La reconnaissance de la maladie « contractée ou aggravée en service » est subordonnée uniquement à la preuve d'un lien direct avec le service et plus largement avec les conditions de travail. Recadrage du Conseil d’Etat.

Comment ça marche ?
Pour qu’une dépression, par exemple, soit reconnue d’origine professionnelle, il faut qu’il y ait un lien direct entre cette pathologie et le service (dans lequel l’agent travaille) et, plus largement, avec les conditions de travail. Une cour administrative d’appel a pourtant récemment souligné que l’employeur n’avait pas tenté de nuire à l’agent souffrant de cette dépression. Et en avait conclu, dès lors, que cette pathologie ne pouvait pas être reconnue en maladie professionnelle.

Conseil d’Etat
Sauf que… comme l’a rappelé le Conseil d’Etat, dans un arrêt du 13 mars 2019 (numéro 407795), « la circonstance que l’employeur public n’a pas eue de volonté délibérée de nuire a son agent ne pouvait empêcher de reconnaitre l’origine professionnelle de la pathologie ».

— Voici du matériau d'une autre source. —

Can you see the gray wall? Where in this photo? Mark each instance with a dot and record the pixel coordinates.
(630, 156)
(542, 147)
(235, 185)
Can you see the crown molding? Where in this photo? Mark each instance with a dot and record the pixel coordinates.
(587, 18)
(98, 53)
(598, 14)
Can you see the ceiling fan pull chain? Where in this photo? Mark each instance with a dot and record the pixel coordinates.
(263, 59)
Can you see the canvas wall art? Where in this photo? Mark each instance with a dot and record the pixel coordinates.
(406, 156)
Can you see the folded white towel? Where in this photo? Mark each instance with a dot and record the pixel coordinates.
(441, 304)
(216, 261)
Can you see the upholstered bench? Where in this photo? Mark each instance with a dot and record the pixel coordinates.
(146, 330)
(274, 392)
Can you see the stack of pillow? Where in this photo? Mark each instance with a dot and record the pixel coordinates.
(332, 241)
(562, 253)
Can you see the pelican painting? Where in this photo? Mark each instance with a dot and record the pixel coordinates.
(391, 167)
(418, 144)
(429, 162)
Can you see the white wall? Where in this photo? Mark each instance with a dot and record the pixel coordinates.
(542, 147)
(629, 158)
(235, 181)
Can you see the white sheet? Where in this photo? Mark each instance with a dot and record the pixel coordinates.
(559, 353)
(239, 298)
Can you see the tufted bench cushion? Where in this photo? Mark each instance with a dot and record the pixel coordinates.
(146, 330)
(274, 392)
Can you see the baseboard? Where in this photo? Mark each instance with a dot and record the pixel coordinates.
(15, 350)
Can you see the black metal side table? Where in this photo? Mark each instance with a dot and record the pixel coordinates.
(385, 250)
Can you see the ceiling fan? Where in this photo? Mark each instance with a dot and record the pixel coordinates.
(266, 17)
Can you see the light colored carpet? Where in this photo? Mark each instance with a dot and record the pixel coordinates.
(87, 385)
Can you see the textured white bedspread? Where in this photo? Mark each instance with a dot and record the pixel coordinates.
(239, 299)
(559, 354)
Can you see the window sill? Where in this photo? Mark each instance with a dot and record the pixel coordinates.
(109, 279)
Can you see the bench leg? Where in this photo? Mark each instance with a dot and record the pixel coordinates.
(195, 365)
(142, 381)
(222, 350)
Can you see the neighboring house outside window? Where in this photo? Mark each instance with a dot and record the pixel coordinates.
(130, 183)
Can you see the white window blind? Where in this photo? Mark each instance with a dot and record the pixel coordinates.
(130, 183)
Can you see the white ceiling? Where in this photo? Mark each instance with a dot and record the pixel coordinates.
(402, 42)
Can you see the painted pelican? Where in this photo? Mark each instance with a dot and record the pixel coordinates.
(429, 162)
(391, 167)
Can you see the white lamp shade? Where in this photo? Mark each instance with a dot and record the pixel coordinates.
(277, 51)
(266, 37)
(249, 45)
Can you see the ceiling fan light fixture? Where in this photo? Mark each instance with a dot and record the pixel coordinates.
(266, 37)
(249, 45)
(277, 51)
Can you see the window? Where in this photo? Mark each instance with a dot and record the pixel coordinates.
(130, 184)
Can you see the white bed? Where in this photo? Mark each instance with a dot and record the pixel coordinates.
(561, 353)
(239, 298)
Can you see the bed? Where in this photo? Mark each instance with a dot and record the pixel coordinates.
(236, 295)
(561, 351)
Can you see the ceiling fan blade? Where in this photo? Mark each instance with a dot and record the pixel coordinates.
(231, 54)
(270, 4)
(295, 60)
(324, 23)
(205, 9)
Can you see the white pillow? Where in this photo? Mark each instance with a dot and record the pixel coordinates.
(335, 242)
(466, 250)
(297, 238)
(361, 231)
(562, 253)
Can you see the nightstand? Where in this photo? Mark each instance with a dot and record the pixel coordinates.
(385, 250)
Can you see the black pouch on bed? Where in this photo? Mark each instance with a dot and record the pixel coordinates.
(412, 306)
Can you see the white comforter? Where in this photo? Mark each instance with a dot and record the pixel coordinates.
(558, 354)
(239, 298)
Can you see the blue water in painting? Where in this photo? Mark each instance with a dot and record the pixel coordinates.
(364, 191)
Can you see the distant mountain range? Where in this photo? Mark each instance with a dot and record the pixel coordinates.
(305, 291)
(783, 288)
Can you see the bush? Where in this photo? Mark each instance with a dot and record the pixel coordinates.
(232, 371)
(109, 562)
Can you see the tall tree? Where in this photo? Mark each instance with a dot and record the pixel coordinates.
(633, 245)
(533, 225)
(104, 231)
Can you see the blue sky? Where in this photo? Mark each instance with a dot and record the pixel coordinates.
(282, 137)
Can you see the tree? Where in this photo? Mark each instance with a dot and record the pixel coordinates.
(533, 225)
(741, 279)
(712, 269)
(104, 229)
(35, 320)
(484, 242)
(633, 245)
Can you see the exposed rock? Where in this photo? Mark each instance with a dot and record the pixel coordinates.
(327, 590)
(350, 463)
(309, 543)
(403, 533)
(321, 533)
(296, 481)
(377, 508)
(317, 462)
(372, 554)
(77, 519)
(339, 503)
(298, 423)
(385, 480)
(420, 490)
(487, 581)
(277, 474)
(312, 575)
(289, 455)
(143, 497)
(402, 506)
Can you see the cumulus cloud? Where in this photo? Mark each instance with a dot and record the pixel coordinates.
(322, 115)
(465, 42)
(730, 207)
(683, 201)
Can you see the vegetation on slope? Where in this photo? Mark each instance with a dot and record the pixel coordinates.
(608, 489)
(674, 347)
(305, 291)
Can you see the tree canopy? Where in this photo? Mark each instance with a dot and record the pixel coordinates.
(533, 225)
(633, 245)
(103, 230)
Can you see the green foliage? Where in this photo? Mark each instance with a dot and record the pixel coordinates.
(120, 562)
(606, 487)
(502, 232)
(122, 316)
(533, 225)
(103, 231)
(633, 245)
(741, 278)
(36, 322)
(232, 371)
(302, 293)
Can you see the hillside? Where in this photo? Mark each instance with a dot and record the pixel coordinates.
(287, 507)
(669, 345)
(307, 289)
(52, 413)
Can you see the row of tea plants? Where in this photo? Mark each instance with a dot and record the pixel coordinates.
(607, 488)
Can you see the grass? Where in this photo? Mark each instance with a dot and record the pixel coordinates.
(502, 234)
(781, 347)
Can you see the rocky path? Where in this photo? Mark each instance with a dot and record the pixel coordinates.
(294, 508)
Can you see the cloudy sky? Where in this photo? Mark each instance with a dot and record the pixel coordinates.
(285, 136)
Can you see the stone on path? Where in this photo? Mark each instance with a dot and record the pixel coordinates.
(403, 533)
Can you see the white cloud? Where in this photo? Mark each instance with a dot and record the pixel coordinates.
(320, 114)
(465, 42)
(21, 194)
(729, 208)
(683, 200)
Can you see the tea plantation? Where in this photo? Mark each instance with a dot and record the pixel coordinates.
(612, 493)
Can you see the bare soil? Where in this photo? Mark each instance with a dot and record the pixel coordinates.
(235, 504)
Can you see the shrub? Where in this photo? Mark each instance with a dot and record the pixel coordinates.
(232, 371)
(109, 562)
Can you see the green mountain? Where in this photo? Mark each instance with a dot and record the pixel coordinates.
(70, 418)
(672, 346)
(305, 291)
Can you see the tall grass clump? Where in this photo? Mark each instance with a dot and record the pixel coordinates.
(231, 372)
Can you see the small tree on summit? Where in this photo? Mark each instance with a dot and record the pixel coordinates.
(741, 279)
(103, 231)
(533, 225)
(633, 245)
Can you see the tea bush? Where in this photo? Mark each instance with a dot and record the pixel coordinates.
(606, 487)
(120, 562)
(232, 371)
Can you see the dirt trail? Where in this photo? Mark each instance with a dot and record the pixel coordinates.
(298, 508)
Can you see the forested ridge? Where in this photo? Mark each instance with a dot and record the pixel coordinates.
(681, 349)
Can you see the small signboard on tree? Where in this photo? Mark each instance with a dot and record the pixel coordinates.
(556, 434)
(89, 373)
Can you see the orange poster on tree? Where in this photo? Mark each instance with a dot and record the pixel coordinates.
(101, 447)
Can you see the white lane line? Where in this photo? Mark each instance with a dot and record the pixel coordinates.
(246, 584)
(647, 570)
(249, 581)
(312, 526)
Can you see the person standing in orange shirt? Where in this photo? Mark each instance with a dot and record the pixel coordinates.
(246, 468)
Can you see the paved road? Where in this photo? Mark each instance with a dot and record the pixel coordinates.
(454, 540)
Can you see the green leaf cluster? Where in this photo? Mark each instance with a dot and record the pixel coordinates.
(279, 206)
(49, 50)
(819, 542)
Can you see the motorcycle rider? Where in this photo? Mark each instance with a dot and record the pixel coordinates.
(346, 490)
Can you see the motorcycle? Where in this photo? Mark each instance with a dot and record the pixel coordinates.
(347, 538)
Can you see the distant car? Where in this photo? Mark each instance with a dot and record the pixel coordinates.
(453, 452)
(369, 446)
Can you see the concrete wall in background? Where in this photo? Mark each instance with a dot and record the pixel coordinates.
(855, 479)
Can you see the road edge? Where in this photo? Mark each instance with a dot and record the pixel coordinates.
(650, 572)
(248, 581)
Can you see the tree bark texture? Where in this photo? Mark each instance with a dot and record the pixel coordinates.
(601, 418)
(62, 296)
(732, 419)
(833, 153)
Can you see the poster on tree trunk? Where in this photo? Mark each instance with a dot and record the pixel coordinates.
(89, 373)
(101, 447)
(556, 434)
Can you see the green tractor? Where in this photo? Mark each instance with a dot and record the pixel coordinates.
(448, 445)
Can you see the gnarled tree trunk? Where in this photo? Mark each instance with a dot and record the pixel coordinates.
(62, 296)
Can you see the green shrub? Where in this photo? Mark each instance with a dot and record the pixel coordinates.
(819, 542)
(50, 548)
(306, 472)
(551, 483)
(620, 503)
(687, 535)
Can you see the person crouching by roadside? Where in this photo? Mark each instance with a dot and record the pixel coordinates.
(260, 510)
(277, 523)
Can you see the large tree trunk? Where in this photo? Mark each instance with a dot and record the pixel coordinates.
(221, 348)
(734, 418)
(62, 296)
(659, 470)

Maladie contractée ou aggravée en service
Dans cette affaire, Madame A, attachée territoriale chargée depuis le 1er septembre 1988 de la direction d’un Ehpad a présenté en juin 2013 un syndrome dépressif sévère qu’elle a déclaré à la Communauté d’agglomération du Choletais, en « maladie contractée ou aggravée en service ». Malgré l’avis favorable d’un médecin expert et celui de la commission de réforme, l’employeur a refusé sa demande. Cette décision a été annulée par le tribunal administratif de Nantes qui a jugé la pathologie imputable au service.

Administration
Mais la Cour administrative d’appel est revenue sur ce jugement : elle a écarté l’imputabilité au service estimant que l’avis de la commission de réforme ne démontrait pas que l’état de dépressif de l’agent était en lien direct avec la dégradation de son contexte de travail. Même si elle a bien admis que l’anxiété de l’agent avait été provoquée par les procédures disciplinaires et avait, certes, un lien avec le service, elle a refusé la reconnaissance en maladie professionnelle car ces procédures ne reflétaient pas une volonté délibérée de l’employeur de porter atteinte à ses droits et à sa santé.

Reconnaissance
Enfin, le Conseil d’Etat est venu proposer un recadrage. Selon lui, la Cour administrative d’appel a ajouté une condition qui n’était pas prévue par les textes. La Haute juridiction sanctionne donc l’arrêt précédent pour erreur de droit : s’il appartient au juge d’apprécier si les conditions de travail sont bien à l’origine de la pathologie, en revanche, l’argument de l’absence de volonté délibérée de nuire de l’employeur ne pas être opposé pour refuser la reconnaissance de la maladie professionnelle de l’agente en question.

Maladie
Lorsqu’un agent déclare à son administration une pathologie dépressive, il appartient à l’employeur et au juge de statuer après l’avis de la commission de réforme et du médecin expert agrée. La preuve médicale du lien d’imputabilité entre la pathologie et le service doit être vérifiée uniquement par rapport aux conditions de travail dans lesquelles l’agent a été contraint de travailler, indépendamment du point de savoir si l’employeur a eu ou non l’intention de nuire. Cette position et conforme au texte de l’article L.27 du code des pensions civiles et militaires de retraite qui renvoie à la notion de « maladie contractée ou aggravée en service ». Cette notion peut être appréhendée par rapport aux conditions de travail de l’agent mais en aucun cas au regard de l’intention de l’employeur, condition qui n’est prévue ni par le texte ni par la jurisprudence.